My top 10 re:invent 2022 sessions for Data Scientists and ML Developers

#aws #cloud #reinvent2022 #sagemaker

Once more reinvent is around the corner and we are excited to attend one of the biggest cloud events, where developers, customers, engineers, etc all come together to discuss the latest developments in the AWS cloud space, network and enrich their knowledge.

The event is held in Las Vegas, and runs from November 28th to December 2nd this year. It is a paid event when you attend it physically, but there is also a possibility to register and attend it online for free. You can check out the registration link here, and chose which of the 02 options is convenient for you.

The good news about reinvent is that there is a lot that is being covered and a lot of sessions you can attend. But the bad news is that given so many sessions, it is easy to get lost when you see the cavalry of sessions available for you to attend. That is the purpose of this guide.

I have looked through the machine learning sessions for developers and data scientists interested in using notebooks to solve their ML problems, and came up with the top 10 sessions I believe will be best to attend.

It is true there are other sessions for those interested in low-code machine learning or those interested in building end-to-end ML pipelines through MLOps. Offcourse I love using notebooks as well as building end-to-end pipelines, but let us leave out the advanced MLOps pipeline now and focus on sessions for those data scientists and machine learning developers, interested to leverage coding with notebooks.

So what then are my Top 10 sessions for re:Invent 2022?

Below are the sessions I would advice you to try to add to attend:

1.) AIM208 : Idea to production on Amazon SageMaker, with Thomson Reuters

This is the first session you need to attend. It ties everything together from serverless infrastructure, the tools required and the high level workflow. Whether as a beginner, a business analyst, developer or data scientist, you would go through how to build, train and deploy ML models on AWS. You will follow through on how Sagemaker covers the steps in ML lifecycle.

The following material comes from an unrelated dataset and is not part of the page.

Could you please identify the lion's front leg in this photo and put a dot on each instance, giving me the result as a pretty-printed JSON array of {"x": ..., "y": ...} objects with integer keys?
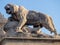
[{"x": 21, "y": 23}]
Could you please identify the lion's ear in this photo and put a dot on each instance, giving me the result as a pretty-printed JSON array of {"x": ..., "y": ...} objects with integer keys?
[{"x": 15, "y": 8}]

2.) AIM210 : Solve common business problems with AWS AI/ML services

Here you will see how companies are using machine learning and Artificial Intelligence (AI) across different industries. It would be good to get inspiration and set your creative juice flowing. Some of the use cases you will learn from include:

How AI/ML can be used to boost customer experience and satisfaction
How it can be used to speed up decision making in an organization
How it helps in cost cutting
How it is used in product development, to create new products.

So at the end of the session you should be able to sell what AI/ML can do for a company

3.) ANT301 : Democratizing your organization’s data analytics experience

With the developments made in machine learning models and frameworks, the limiting factor for most machine learning projects now is tied to data. Looking back at data and analytics is very important now, more than ever before, and this session helps you do just that.

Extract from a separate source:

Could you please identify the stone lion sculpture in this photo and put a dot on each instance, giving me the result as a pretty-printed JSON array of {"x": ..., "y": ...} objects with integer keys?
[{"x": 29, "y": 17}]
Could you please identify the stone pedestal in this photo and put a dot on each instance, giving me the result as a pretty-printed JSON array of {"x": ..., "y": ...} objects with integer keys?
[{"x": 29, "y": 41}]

You would learn how to leverage the analytics services available to gain better and faster insights from your data. You would also learn how to democratize your data. Learning to use the most optimized services to facilitate data preparation, and hence reducing the data challenges which machine learning models are currently facing.

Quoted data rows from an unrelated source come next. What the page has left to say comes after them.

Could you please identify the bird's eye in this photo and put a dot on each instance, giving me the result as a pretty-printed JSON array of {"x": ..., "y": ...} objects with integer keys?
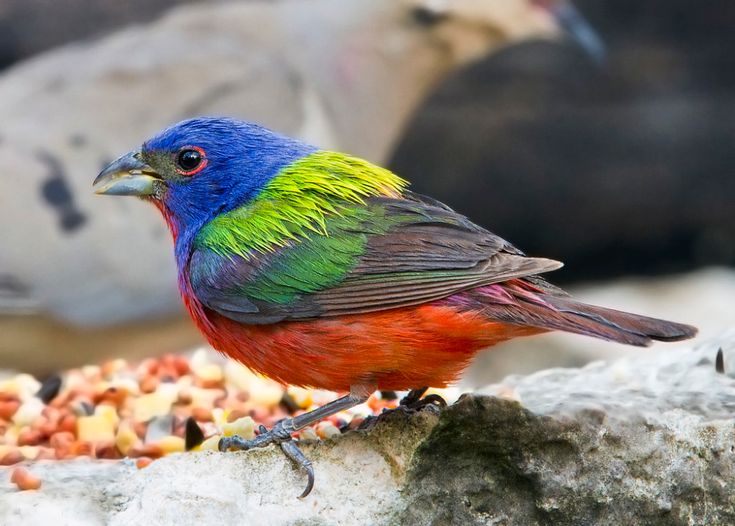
[{"x": 190, "y": 160}]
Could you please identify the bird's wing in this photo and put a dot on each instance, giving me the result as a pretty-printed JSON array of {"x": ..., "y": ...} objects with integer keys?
[{"x": 385, "y": 254}]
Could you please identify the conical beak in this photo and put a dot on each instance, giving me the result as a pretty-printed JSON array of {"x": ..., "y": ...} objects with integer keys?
[
  {"x": 579, "y": 30},
  {"x": 128, "y": 175}
]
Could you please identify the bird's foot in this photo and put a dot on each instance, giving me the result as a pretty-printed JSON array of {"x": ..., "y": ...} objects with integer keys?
[
  {"x": 410, "y": 404},
  {"x": 413, "y": 403},
  {"x": 279, "y": 434}
]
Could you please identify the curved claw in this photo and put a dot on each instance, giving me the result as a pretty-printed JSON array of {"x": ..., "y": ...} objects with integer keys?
[
  {"x": 280, "y": 434},
  {"x": 433, "y": 399},
  {"x": 292, "y": 451}
]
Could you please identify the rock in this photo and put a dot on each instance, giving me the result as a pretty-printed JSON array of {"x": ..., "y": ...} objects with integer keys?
[
  {"x": 647, "y": 440},
  {"x": 326, "y": 71},
  {"x": 613, "y": 170}
]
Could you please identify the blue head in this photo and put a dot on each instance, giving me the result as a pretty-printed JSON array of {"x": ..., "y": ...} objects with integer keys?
[{"x": 201, "y": 167}]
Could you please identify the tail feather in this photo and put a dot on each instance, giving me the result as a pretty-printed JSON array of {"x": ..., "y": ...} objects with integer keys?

4.) BOA322 : Build and deploy a live, ML-powered music genre classifier

The majority of machine learning problems are classification problems. So attending a session with classification is a good idea. Also, the Sagemaker Serverless Inference that was launched last year is a cost effective solution to deploying ML applications with highly volatile traffic. You would use some live music to learn how to deploy a classification model using the Sagemaker Serverless Inference.

5.) AIM302 : Deploy ML models for inference at high performance & low cost, feat. AT&T

In this session you would learn the wide range of possibilities you have available from Sagemaker to be able to deploy your models and chose the most optimal inference option.

Sagemaker inference options which depend on the nature of your data , such as real-time, serverless, asynchronous or batch inference.

These can also be split into single-model, multi-model, and multi-container endpoints.

In this session, you will learn how AT&T , used sagemaker to optimize model deployment at scale.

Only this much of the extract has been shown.